After we have stored piles and piles of data in HDFS (a distributed storage system spread over an expandable cluster of individual slave nodes), the first question that comes to mind is “How can we analyse or query this data?” Transferring all this data to a central node for processing isn’t going to work, since this way, we will be waiting forever for the data to transfer over the network (not to mention waiting for everything to be processed serially). So what’s the solution? And the solution is “MapReduce”!!
In his early days, Google faced this exact problem with their Distributed Google File System (GFS), and came up with their MapReduce data processing model as the best possible solution. Google needed to be able to grow their data storage and processing capacity, and the only feasible model was a distributed system. As we already know, that there are number of the benefits of storing data in the Hadoop Distributed File System (HDFS): low cost, fault- tolerant, and easily scalable, to name just a few. In Hadoop, MapReduce integrates with HDFS to provide the exact same benefits for data processing.
At first glance, the strengths of Hadoop sound too good to be true — and overall the strengths truly are good! But there is a cost here: writing applications for distributed systems is completely different from writing the same code of centralized systems. For applications to take advantage of the distributed slave nodes in the Hadoop cluster, the application logic will need to run in parallel.

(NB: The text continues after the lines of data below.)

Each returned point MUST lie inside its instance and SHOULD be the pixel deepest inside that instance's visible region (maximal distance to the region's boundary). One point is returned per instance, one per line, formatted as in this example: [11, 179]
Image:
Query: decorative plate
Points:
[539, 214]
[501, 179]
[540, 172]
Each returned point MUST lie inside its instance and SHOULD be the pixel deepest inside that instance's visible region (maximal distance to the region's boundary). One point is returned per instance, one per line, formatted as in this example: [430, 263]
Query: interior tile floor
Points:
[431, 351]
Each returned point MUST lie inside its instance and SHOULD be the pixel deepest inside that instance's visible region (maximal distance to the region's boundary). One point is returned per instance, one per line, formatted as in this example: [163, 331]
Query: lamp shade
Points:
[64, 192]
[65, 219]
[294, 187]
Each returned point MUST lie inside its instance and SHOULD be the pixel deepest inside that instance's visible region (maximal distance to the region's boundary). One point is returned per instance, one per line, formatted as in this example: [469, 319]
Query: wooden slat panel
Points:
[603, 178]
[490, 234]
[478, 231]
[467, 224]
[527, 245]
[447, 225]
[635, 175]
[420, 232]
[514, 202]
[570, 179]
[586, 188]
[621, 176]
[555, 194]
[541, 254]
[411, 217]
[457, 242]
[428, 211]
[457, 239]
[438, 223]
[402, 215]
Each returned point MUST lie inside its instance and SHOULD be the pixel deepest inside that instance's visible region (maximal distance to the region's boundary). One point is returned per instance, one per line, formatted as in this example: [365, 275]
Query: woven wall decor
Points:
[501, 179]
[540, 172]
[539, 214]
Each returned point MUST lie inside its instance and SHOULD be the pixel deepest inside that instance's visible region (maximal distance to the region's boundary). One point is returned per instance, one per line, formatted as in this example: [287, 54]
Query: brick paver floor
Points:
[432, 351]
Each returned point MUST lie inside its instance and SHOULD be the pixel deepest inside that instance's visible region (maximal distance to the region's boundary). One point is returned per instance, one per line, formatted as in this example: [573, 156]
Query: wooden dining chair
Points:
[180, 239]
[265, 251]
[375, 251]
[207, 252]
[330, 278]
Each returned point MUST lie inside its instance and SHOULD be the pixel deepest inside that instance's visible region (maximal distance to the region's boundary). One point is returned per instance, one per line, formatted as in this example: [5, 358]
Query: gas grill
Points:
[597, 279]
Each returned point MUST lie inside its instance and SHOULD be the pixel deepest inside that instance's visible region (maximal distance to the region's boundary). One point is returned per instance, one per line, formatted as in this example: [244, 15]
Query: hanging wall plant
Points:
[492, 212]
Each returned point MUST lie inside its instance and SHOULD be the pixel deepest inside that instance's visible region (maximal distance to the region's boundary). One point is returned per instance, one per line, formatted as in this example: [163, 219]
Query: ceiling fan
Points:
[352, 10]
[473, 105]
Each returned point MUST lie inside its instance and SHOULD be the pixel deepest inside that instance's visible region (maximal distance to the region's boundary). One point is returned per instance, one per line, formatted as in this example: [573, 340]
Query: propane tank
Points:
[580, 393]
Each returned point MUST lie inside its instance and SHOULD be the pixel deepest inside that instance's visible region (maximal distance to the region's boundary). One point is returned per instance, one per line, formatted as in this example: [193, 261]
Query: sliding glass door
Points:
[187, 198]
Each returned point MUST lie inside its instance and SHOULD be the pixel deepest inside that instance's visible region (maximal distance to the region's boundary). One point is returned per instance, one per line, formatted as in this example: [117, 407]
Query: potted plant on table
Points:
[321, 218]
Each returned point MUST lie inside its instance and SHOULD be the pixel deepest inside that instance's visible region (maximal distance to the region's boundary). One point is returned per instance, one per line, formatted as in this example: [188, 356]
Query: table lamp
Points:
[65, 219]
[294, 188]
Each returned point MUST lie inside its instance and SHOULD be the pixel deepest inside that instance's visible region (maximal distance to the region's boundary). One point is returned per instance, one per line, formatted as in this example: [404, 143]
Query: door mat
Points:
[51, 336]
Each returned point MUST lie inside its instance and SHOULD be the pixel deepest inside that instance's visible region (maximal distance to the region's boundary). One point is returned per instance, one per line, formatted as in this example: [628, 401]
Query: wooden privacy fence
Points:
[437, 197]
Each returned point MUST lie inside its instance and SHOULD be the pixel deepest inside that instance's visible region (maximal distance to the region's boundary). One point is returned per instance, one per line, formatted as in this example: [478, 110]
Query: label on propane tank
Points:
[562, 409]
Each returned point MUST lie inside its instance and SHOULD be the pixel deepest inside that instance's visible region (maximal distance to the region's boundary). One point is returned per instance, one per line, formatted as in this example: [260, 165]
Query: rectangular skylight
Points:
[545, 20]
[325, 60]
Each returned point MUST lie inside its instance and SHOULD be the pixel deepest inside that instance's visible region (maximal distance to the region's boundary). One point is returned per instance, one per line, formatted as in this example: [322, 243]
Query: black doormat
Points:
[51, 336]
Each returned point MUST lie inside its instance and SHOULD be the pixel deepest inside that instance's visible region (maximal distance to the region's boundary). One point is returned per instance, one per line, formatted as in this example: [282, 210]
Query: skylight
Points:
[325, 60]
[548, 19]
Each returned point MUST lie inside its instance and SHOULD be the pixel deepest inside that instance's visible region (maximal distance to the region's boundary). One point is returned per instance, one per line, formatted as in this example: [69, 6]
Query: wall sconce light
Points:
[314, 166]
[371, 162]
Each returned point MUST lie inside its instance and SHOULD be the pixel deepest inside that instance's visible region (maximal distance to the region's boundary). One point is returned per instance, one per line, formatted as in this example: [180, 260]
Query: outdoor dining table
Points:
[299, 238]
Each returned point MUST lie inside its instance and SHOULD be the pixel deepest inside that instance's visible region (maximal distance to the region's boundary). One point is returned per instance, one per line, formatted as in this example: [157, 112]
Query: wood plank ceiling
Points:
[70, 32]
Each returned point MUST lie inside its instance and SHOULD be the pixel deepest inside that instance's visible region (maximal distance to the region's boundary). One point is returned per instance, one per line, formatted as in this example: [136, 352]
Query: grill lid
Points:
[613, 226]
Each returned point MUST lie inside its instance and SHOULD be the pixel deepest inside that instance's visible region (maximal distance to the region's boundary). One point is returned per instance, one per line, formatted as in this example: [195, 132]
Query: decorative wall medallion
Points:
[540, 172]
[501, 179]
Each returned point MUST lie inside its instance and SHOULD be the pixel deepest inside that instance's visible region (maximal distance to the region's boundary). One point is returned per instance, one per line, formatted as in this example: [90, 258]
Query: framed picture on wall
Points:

At its core, MapReduce is a programming model for processing data sets that are stored in a distributed manner across a Hadoop cluster’s slave nodes. The key concept here is divide and conquer. Specifically, we want to break a large data set into many smaller pieces and process them in parallel with the same algorithm. With the Hadoop Distributed File System (HDFS), the files are already divided into bite-sized pieces. MapReduce is what we use to process all the pieces
With Map Reduce, We need to break our application up into phases. The first phase is the map phase, which is where every record in the data set is processed individually. Here, we extract the required data from the data record it’s assigned, and then export a key/value pair, with the carrier code as the key and the value being an integer one. The map operation is run against every record in the data set. After every record is processed, we need to ensure that all the values are grouped together for each key, which is the extracted data, and then sorted by key. This is known as the shuffle and sort phase. Finally, there is the reduce phase, where you add the total number of ones together for each extracted data, which gives us the final result set.